Als ich wieder auf meinem Zimmer bin, ist es noch früh. Ich habe weder Lust zu arbeiten noch Lust zu lesen. Vielleicht sollte
ich mal eines der Millionen Fernsehprogramme ausprobieren, die die hauseigene Satellitenstation empfangen kann. Ich greife
zur Fernbedienung, als es klopft.
Konstantin ist sichtlich verärgert, bemüht sich aber, das zu überspielen. «Ich muss Sie dringend bitten, künftig solche
Entscheidungen mit mir abzusprechen», fällt er mit der Tür ins Haus. Seine Stimme zittert ein wenig.

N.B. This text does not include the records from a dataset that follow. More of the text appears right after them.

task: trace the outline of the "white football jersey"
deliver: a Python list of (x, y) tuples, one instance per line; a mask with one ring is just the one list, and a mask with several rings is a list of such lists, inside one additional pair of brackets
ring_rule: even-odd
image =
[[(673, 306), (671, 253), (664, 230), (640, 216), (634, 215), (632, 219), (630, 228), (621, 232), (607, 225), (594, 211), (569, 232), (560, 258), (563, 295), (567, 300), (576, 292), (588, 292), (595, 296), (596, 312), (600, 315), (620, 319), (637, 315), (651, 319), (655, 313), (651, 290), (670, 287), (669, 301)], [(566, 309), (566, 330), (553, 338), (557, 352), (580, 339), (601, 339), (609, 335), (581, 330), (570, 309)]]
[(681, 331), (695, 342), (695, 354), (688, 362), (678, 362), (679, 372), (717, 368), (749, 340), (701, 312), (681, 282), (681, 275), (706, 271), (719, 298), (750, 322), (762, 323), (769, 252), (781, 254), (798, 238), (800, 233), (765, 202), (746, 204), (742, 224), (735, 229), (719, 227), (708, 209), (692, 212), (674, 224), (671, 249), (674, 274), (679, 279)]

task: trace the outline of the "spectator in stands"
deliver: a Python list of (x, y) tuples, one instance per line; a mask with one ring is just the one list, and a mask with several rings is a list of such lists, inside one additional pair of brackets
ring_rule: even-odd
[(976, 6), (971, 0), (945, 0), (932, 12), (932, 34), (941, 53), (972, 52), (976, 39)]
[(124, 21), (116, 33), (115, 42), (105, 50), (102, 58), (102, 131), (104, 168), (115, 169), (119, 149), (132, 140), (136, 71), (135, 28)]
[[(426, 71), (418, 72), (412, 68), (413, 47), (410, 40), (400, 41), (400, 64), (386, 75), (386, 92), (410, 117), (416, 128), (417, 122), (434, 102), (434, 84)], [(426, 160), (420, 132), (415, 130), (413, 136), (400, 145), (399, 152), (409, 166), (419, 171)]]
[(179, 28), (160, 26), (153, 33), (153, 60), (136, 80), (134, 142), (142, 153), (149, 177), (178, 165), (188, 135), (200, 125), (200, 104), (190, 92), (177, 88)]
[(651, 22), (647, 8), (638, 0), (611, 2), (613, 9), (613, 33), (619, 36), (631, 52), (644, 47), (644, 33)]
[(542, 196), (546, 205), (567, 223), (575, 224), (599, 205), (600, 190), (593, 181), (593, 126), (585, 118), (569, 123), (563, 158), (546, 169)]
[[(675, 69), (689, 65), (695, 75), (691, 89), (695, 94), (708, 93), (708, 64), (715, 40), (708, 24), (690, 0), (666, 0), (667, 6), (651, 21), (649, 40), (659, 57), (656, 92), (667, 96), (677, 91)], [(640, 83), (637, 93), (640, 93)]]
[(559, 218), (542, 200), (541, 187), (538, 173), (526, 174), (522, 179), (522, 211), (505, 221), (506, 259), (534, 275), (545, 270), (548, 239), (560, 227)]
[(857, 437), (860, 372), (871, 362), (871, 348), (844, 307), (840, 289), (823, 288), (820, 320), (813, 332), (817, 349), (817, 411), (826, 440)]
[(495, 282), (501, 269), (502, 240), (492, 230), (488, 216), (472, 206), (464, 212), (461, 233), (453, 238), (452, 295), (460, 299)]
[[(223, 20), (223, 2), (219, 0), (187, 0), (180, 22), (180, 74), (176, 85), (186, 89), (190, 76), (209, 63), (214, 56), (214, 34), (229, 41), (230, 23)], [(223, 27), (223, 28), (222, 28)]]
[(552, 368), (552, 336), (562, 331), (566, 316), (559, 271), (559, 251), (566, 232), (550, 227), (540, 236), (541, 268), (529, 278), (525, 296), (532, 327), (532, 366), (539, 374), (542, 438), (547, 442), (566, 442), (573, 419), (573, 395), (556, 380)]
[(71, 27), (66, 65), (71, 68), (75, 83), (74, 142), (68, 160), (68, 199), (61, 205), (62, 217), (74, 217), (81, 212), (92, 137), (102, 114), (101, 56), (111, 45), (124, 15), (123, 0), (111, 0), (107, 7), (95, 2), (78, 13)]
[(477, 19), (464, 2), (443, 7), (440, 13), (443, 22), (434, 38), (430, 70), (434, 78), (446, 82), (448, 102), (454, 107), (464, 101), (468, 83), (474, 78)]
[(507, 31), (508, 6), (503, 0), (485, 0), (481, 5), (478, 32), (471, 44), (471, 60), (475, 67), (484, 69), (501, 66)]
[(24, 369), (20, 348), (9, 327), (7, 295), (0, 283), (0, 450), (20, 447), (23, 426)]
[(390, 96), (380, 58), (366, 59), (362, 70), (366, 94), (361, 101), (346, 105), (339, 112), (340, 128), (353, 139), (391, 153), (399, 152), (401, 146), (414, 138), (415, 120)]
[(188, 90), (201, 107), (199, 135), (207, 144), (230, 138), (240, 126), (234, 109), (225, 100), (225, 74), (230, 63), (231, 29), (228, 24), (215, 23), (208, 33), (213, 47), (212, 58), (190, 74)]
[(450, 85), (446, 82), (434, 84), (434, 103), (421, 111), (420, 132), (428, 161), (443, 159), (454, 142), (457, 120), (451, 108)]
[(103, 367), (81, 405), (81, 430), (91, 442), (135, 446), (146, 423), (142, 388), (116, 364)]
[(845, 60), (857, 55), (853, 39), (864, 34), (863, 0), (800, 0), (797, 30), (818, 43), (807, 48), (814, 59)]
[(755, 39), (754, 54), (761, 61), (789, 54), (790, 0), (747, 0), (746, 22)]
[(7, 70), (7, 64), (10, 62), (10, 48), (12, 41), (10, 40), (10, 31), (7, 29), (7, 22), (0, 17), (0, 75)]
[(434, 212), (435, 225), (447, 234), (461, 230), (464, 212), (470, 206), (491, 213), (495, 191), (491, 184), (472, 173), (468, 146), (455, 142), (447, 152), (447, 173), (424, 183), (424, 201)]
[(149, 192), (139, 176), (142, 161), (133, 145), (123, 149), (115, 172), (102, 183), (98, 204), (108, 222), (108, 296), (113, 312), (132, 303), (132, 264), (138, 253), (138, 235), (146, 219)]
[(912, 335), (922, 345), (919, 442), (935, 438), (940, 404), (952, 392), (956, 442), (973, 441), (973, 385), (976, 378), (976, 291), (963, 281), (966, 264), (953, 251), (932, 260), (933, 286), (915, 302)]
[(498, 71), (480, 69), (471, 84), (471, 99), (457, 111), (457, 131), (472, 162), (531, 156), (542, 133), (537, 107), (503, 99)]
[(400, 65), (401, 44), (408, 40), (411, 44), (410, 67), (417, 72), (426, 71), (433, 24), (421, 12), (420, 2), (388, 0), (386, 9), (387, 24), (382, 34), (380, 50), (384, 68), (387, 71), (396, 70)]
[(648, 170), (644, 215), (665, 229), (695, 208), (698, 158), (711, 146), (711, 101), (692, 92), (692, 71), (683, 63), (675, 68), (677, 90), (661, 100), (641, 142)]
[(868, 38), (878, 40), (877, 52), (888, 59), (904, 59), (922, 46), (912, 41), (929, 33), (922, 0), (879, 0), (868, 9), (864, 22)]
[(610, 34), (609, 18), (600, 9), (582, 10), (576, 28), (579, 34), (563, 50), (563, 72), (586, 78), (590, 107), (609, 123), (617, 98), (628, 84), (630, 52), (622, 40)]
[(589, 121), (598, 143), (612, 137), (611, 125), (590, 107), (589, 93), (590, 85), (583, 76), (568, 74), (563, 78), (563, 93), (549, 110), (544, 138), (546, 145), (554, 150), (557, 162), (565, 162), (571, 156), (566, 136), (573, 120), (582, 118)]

«Ich wollte nach dem Essen mit Ihnen über alles reden», erwidere ich lammfromm. «Aber da Sie schon das Gespräch darauf gebracht
haben …»
«Wie dem auch sei», unterbricht er unwirsch. «Wann soll Uschi Herrn Schamski denn vom Flughafen abholen?» Er zieht sein kalbsledernes
Filofax hervor und fingert nervös nach dem goldenen Füllfederhalter.
«Herr Schamski hat gesagt, er organisiert das selbst.»